Hazırlanan yeni yönetmeliklere de dikkat çekilen şerhte “Kurumların denetimi il milli eğitim müdür yardımcısı ya da şube müdürünün başkanlığında şube müdürü ve resmi ortaöğretim kurumu müdürü tarafından yapılacaktır. Teftiş Kurulunun (Müfettişlerin) denetim yetkisi saklı tutulmuştur. Bu sorumluları örtbas etme anlayışı ile Aladağ yangını halen devam ediyor. Bu yönetmelik ile yeni Aladağlar yaratılacağı açıktır” denildi.
“Yeni paralel yapılar”
Şerhte “Yakın zamanda yaşamış olduğu darbe tehdidi ve FETÖ gerçeği ortada dururken, bu tür yapılanmalara izin verilmesi ‘Yeni paralel yapılar’ oluşmasına alan açılması anlamına gelmektedir” ifadeleri de yer aldı.
Yeni yönetmelik
Şerhte belirtilen noktaların bazıları şöyle...

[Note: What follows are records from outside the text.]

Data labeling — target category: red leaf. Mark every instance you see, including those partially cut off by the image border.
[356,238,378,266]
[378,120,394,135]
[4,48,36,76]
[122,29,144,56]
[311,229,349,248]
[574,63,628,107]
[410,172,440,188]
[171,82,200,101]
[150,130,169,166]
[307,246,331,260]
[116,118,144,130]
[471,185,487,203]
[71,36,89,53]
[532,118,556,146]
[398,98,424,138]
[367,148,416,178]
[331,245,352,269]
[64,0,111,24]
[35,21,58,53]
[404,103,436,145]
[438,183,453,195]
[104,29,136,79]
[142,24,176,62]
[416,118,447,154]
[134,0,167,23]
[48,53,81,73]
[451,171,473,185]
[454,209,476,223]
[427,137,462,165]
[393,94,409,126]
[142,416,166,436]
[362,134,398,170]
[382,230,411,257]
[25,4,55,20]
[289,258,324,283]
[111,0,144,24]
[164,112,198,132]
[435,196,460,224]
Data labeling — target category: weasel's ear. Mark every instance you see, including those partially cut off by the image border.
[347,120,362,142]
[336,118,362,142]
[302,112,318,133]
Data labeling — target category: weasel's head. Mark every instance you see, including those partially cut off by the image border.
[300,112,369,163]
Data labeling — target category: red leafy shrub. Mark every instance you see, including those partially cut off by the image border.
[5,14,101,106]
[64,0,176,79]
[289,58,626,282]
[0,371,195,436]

*“Özel Öğrenci Barınma Hizmetleri Yönetmeliğine göre; Gerçek ve Tüzel kişilere Ortaokul Düzeyinde Yurt Açma İzni Verilmiştir. Bu durumda ön görülüyor ki cemaatler şimdi apartlarını, pansiyonlarını öğrenci apartı, öğrenci pansiyonu adı altında özel yurt haline getireceklerdir. Bu durum 10-11 yaşındaki öğrencilerin, dernek ve vakıflar ile şahısların açtığı özel yurtlarda kalmasını yasal hale getirecektir.

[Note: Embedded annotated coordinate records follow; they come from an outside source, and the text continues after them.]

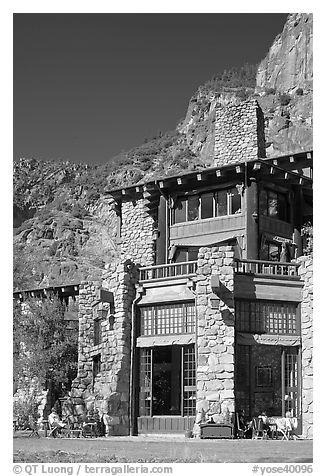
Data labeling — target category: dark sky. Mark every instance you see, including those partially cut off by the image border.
[14,13,286,163]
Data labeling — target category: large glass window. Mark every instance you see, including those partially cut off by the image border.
[260,240,282,261]
[259,189,289,221]
[172,187,241,224]
[236,299,300,334]
[140,302,195,335]
[139,344,196,423]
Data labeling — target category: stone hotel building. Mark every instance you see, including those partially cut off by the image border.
[13,99,313,438]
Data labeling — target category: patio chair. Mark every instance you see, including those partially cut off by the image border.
[27,416,40,438]
[252,417,268,440]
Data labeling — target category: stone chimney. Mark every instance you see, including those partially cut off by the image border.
[214,99,266,167]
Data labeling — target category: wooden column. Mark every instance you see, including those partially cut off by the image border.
[245,177,259,259]
[156,195,169,264]
[290,186,303,257]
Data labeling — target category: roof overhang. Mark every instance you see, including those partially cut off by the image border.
[106,151,312,202]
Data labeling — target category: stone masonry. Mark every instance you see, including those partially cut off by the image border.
[214,99,266,166]
[71,261,138,435]
[121,199,155,266]
[298,256,313,438]
[193,246,235,437]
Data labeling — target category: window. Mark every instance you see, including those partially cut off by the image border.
[235,299,300,335]
[93,308,108,345]
[201,193,214,219]
[139,344,196,416]
[260,241,282,261]
[172,187,241,224]
[140,303,195,335]
[93,318,102,345]
[183,345,196,416]
[93,354,101,380]
[259,189,288,221]
[256,366,273,387]
[187,195,199,221]
[174,198,187,223]
[174,247,199,263]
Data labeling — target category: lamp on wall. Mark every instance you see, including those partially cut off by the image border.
[109,314,115,331]
[152,228,160,241]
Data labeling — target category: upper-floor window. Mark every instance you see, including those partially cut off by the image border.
[173,246,199,263]
[259,189,289,221]
[172,187,241,224]
[235,299,300,334]
[93,307,108,345]
[140,302,195,335]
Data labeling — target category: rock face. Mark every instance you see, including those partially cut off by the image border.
[256,13,313,93]
[256,13,313,157]
[14,14,312,289]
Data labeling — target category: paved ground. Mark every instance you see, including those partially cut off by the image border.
[14,435,312,463]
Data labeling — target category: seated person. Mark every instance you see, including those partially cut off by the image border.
[258,412,270,434]
[83,410,96,435]
[48,408,66,431]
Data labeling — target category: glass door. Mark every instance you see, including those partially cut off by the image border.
[282,347,301,418]
[139,344,196,416]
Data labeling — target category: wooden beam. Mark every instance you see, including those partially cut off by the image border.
[215,169,225,177]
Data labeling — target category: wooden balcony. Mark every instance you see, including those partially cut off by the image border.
[235,259,299,279]
[139,261,197,282]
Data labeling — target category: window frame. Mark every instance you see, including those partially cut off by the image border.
[235,299,301,336]
[171,185,243,226]
[139,301,196,336]
[259,187,290,223]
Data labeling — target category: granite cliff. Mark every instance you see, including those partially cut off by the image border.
[14,14,312,289]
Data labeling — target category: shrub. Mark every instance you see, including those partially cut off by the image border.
[265,88,276,94]
[280,93,291,106]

"Gerçek ve tüzel kişilere Ortaokul, İmam Hatip Ortaokulu, Ortaöğretim ve Yükseköğretim düzeyinde yurt, pansiyon, apart, stüdyo daire açma hakkı getirilmiştir. Özel yurtların açılması için en az 40, pansiyon için 30, apart ve stüdyo daire için 10 öğrenci şartı getirilmiştir. Kurumlarda geçici barınma adı altında ortaöğretim kurumlarında yükseköğretim öğrencilerinin, yükseköğretim yurtlarında ortaöğretim öğrencilerinin barınmalarına da izin verilmiştir.”
Devletin görevi
*” Eğer ilköğretim değil ama ortaöğretim için vakıflar, dernekler veya özel kuruluşlar tarafından yurtlar açılıp işletilecek ise mutlak surette buraların ruhsatlandırılması, çalışacak insanların seçilmesi ve daha sık/etkin olarak denetlenmesi ve kuralsızlık halinde uygulanacak yaptırımlar daha somut ve ağır hale getirilmelidir.

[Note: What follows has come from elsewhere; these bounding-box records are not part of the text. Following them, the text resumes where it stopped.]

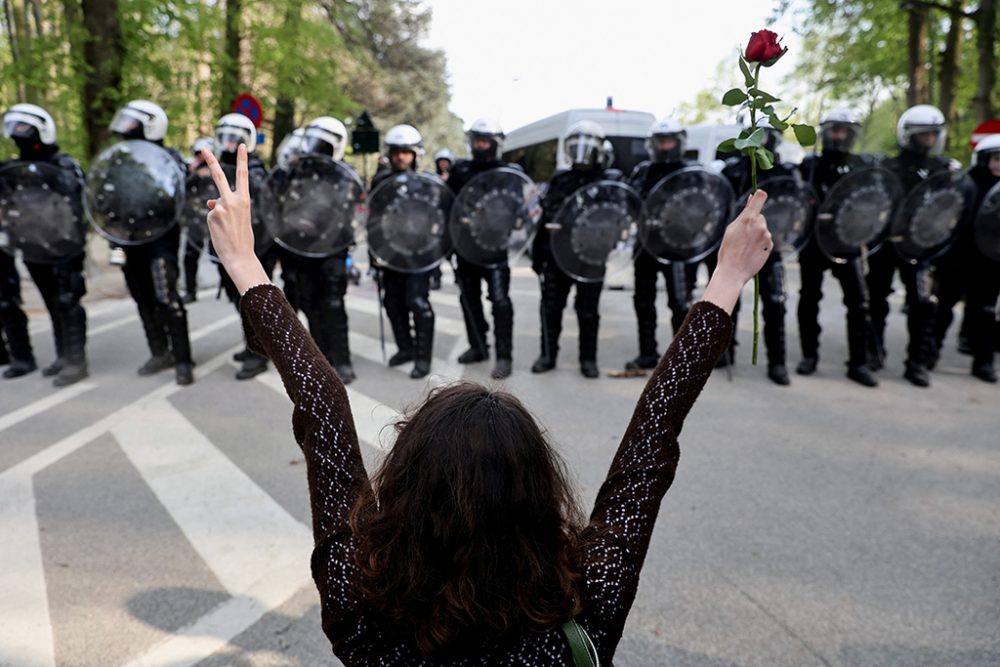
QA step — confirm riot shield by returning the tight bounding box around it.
[639,167,734,263]
[890,171,976,264]
[366,171,454,273]
[0,161,87,263]
[271,155,365,257]
[449,167,538,268]
[546,181,642,283]
[972,183,1000,262]
[733,176,816,255]
[815,167,903,264]
[84,140,185,245]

"Çünkü barınma hakkının kötüye kullanılıp, kimi yöntemlerle çocuklarımızın ve gençlerimizin çağdışı, bölücü ve Türkiye Cumhuriyeti'nin kuruluş felsefesine aykırı biçimde eğitilmelerinin engellemek gerektiği devletin asli görevlerinden birisidir.”
TIKLAYIN - ALADAĞ YURT YANGINI DAVASI BAŞLADI
“Üstünkörü raporlar”
*”Aladağ’da ortaöğretim öğrencilerine hizmet vermek için açılmış olan yurtta, hiç ortaöğretim öğrencisinin kalmıyor olması düşündürücüdür. Müfettiş raporlarında da belirtilen bu durum, yurdun ilk ve ortaokul öğrencilerini barındırdığı gerçeğini ortaya çıkarmaktadır. Aladağ yangını olduğu tarihlerde özel teşebbüsün ortaokul düzeyinde yurt açma yetkisi yoktu.
"Bu nedenle yurtta ilk ve ortaokul öğrencilerinin sürekli barındırılması İlçe Milli Eğitim Müdürü, yurt yöneticileri ve teftiş yapan müfettişler ve şube müdürlerinin görevlerini tam olarak yapmadıklarını göstermiştir. Müfettiş raporlarında yurtta ortaöğretim öğrencisi olmadığı tespit edilmesine rağmen, bu durumun nedenleri araştırılmamış, üstün körü rapor tutularak geçiştirilmiştir.”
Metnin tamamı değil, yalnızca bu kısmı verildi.